Technological Characteristics
The Ancora LLC Interbody Fusion Device and predicate devices have the same intended use, to provide mechanical stability in the lumbar disc space to facilitate biologic fusion. The indications for use of the Ancora LLC Interbody Fusion Device are the same as the predicate devices. Moreover, the device is very similar in its size to the predicate devices. The materials used are also the same as in the predicate device. There are no significant differences in technological characteristics compared to the predicate devices, and the minor differences that do exist do not raise any new types of safety or efficacy issues. Furthermore, bench testing demonstrates that these differences do not adversely impact device performance.
Conclusion
Frontier Medical Devices concludes that the Ancora LLC Interbody Fusion Device is substantially equivalent to the predicate devices.
§ 888.3080 Intervertebral body fusion device.
(a)
Identification. An intervertebral body fusion device is an implanted single or multiple component spinal device made from a variety of materials, including titanium and polymers. The device is inserted into the intervertebral body space of the cervical or lumbosacral spine, and is intended for intervertebral body fusion.(b)

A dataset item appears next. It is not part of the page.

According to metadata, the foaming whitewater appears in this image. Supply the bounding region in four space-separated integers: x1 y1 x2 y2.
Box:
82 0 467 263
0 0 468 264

Classification. (1) Class II (special controls) for intervertebral body fusion devices that contain bone grafting material. The special control is the FDA guidance document entitled “Class II Special Controls Guidance Document: Intervertebral Body Fusion Device.” See § 888.1(e) for the availability of this guidance document.(2) Class III (premarket approval) for intervertebral body fusion devices that include any therapeutic biologic (e.g., bone morphogenic protein). Intervertebral body fusion devices that contain any therapeutic biologic require premarket approval.
(c)
Date premarket approval application (PMA) or notice of product development protocol (PDP) is required. Devices described in paragraph (b)(2) of this section shall have an approved PMA or a declared completed PDP in effect before being placed in commercial distribution.